Hi,

I want to use firebird (v2.5) in an embedded-like situation with the
database on a
linux host with precisely two local client processes performing
concurrent
access (read and writes) to the database. I don't need connection
security
(both clients are trusted) or network access. I would like the
efficiency-benefit of the fast local IO connection. So far, I'm using
the
super-classic server (I don't want xinetd running).

As far as I can tell, I *have* to have the fb_smp_server process running
to
make a connection. Will local connections automatically use the fast
(non-networked) protocol? 

Do I need to use the libfbembed to get the fast-local-connection? I'm
using
the fdb python bindings and these are hardcoded to load the libfbclient
shared library. If the fast connection only works with libfbembed, can I
simply change the simlink to the so-file to point to libfbembed instead
of
libfbclient? (i.e. are these two client libs ABI compatible?)

How can I verify that a local connection (not networked) is being used?
Does
the use of a local dsn (dsn="/path/to/database.fdb") guarantee this?

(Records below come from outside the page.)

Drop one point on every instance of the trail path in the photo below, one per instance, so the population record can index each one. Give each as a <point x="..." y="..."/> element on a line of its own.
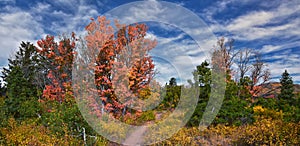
<point x="136" y="137"/>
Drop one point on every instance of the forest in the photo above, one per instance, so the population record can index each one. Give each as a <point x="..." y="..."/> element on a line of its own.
<point x="44" y="83"/>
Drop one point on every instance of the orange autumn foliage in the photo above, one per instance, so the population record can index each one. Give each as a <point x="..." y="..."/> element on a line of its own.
<point x="58" y="59"/>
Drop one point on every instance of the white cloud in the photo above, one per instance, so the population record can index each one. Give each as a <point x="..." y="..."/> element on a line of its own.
<point x="15" y="27"/>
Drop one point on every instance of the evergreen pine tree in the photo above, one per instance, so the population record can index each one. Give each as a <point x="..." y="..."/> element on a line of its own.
<point x="287" y="87"/>
<point x="20" y="85"/>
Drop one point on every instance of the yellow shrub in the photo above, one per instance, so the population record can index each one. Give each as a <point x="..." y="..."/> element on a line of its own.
<point x="33" y="134"/>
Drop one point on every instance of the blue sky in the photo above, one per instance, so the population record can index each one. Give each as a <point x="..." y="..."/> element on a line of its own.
<point x="271" y="27"/>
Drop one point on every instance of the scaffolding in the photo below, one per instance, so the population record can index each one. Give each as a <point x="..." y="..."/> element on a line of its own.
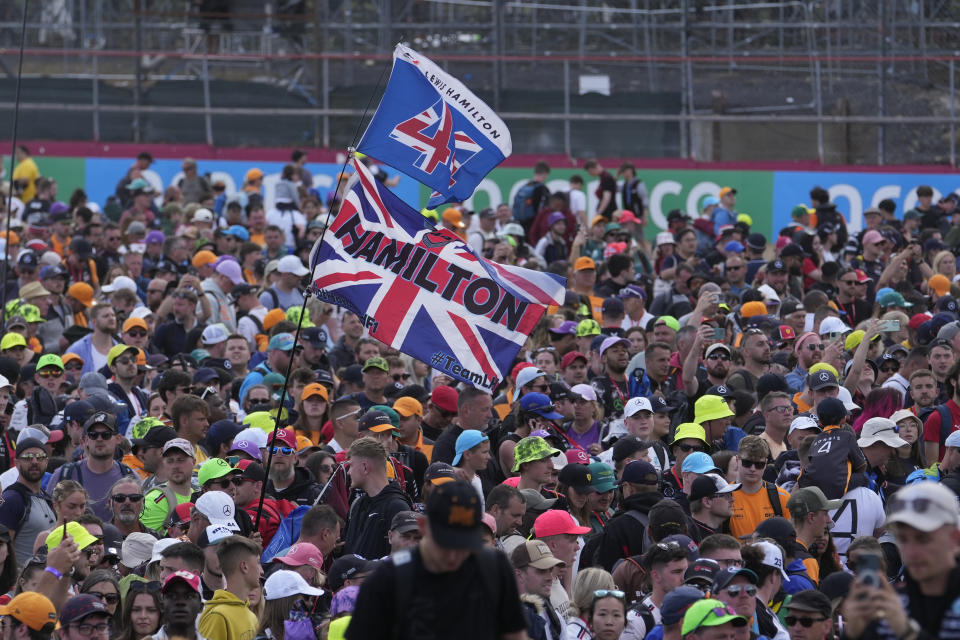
<point x="837" y="81"/>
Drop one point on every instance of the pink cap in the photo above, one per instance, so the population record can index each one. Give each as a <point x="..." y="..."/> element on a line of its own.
<point x="555" y="522"/>
<point x="190" y="578"/>
<point x="303" y="553"/>
<point x="491" y="523"/>
<point x="286" y="436"/>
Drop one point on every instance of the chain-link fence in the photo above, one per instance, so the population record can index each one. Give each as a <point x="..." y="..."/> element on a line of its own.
<point x="840" y="81"/>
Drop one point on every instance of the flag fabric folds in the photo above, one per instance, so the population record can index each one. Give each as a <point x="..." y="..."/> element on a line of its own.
<point x="434" y="129"/>
<point x="423" y="291"/>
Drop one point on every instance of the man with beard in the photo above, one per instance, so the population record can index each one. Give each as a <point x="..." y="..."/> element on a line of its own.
<point x="850" y="298"/>
<point x="612" y="389"/>
<point x="97" y="471"/>
<point x="288" y="481"/>
<point x="126" y="504"/>
<point x="93" y="348"/>
<point x="809" y="349"/>
<point x="755" y="349"/>
<point x="716" y="364"/>
<point x="181" y="600"/>
<point x="27" y="510"/>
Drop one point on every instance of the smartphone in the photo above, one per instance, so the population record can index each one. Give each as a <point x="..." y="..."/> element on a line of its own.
<point x="889" y="325"/>
<point x="869" y="570"/>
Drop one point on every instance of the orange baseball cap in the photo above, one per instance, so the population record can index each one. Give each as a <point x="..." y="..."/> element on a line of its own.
<point x="203" y="257"/>
<point x="583" y="263"/>
<point x="273" y="317"/>
<point x="315" y="389"/>
<point x="130" y="323"/>
<point x="407" y="406"/>
<point x="82" y="293"/>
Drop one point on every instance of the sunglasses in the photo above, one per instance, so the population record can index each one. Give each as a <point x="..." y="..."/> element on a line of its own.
<point x="106" y="598"/>
<point x="224" y="483"/>
<point x="123" y="497"/>
<point x="608" y="593"/>
<point x="139" y="586"/>
<point x="735" y="590"/>
<point x="804" y="622"/>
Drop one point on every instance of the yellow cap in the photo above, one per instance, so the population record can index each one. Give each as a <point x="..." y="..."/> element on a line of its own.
<point x="710" y="408"/>
<point x="81" y="536"/>
<point x="690" y="430"/>
<point x="12" y="340"/>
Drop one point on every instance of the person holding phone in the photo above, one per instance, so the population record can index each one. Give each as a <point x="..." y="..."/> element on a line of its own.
<point x="923" y="518"/>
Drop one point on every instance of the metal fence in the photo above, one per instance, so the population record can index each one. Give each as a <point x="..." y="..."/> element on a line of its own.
<point x="837" y="81"/>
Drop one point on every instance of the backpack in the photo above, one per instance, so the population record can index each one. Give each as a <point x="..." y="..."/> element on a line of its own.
<point x="67" y="472"/>
<point x="404" y="574"/>
<point x="287" y="533"/>
<point x="523" y="209"/>
<point x="592" y="547"/>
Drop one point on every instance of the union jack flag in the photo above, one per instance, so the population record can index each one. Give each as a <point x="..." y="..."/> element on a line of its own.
<point x="423" y="291"/>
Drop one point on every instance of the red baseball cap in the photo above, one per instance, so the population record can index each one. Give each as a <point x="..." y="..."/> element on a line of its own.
<point x="445" y="398"/>
<point x="568" y="359"/>
<point x="556" y="522"/>
<point x="188" y="577"/>
<point x="303" y="553"/>
<point x="286" y="436"/>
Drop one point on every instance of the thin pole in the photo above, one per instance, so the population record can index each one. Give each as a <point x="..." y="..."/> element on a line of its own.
<point x="13" y="154"/>
<point x="306" y="296"/>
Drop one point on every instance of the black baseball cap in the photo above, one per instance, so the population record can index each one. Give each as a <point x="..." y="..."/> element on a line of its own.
<point x="315" y="336"/>
<point x="346" y="567"/>
<point x="626" y="446"/>
<point x="454" y="514"/>
<point x="78" y="411"/>
<point x="577" y="476"/>
<point x="101" y="417"/>
<point x="155" y="437"/>
<point x="640" y="472"/>
<point x="701" y="571"/>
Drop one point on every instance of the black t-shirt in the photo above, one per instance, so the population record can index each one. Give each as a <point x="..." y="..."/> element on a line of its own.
<point x="607" y="183"/>
<point x="438" y="605"/>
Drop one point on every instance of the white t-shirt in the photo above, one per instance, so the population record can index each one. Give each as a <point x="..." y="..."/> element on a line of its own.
<point x="860" y="505"/>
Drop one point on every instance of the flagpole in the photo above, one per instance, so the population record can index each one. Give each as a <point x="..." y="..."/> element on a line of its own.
<point x="351" y="150"/>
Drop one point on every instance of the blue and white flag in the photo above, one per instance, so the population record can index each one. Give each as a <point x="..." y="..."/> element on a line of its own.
<point x="435" y="130"/>
<point x="423" y="291"/>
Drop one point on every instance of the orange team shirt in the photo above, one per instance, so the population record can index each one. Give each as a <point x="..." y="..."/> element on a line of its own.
<point x="750" y="509"/>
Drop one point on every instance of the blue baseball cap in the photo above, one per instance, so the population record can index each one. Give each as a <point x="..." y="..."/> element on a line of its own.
<point x="541" y="405"/>
<point x="281" y="342"/>
<point x="698" y="462"/>
<point x="466" y="441"/>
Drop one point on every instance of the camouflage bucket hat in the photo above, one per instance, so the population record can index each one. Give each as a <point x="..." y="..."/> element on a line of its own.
<point x="531" y="449"/>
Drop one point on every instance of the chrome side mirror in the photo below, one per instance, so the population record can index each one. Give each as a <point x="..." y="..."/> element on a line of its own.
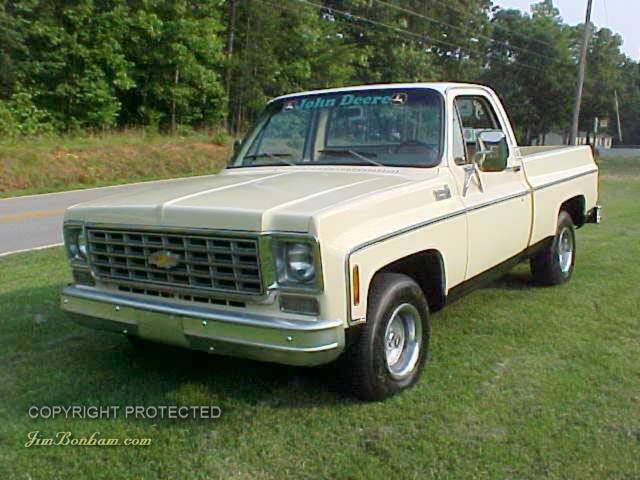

It also seems that to connect to a database with a local connection (I
think), the client process needs write-permissions to the database file.
Is
this right? This would be OK for me, but I'd like to launch the server
process (which seems to be required even though I want a local
connection)
as my own user UID. Is it sensible to launch fb_smp_server directly on
the
command line and what should I put for command-line options (root
folder,
lock folder etc.)?

Thanks in advance for any advice you can give.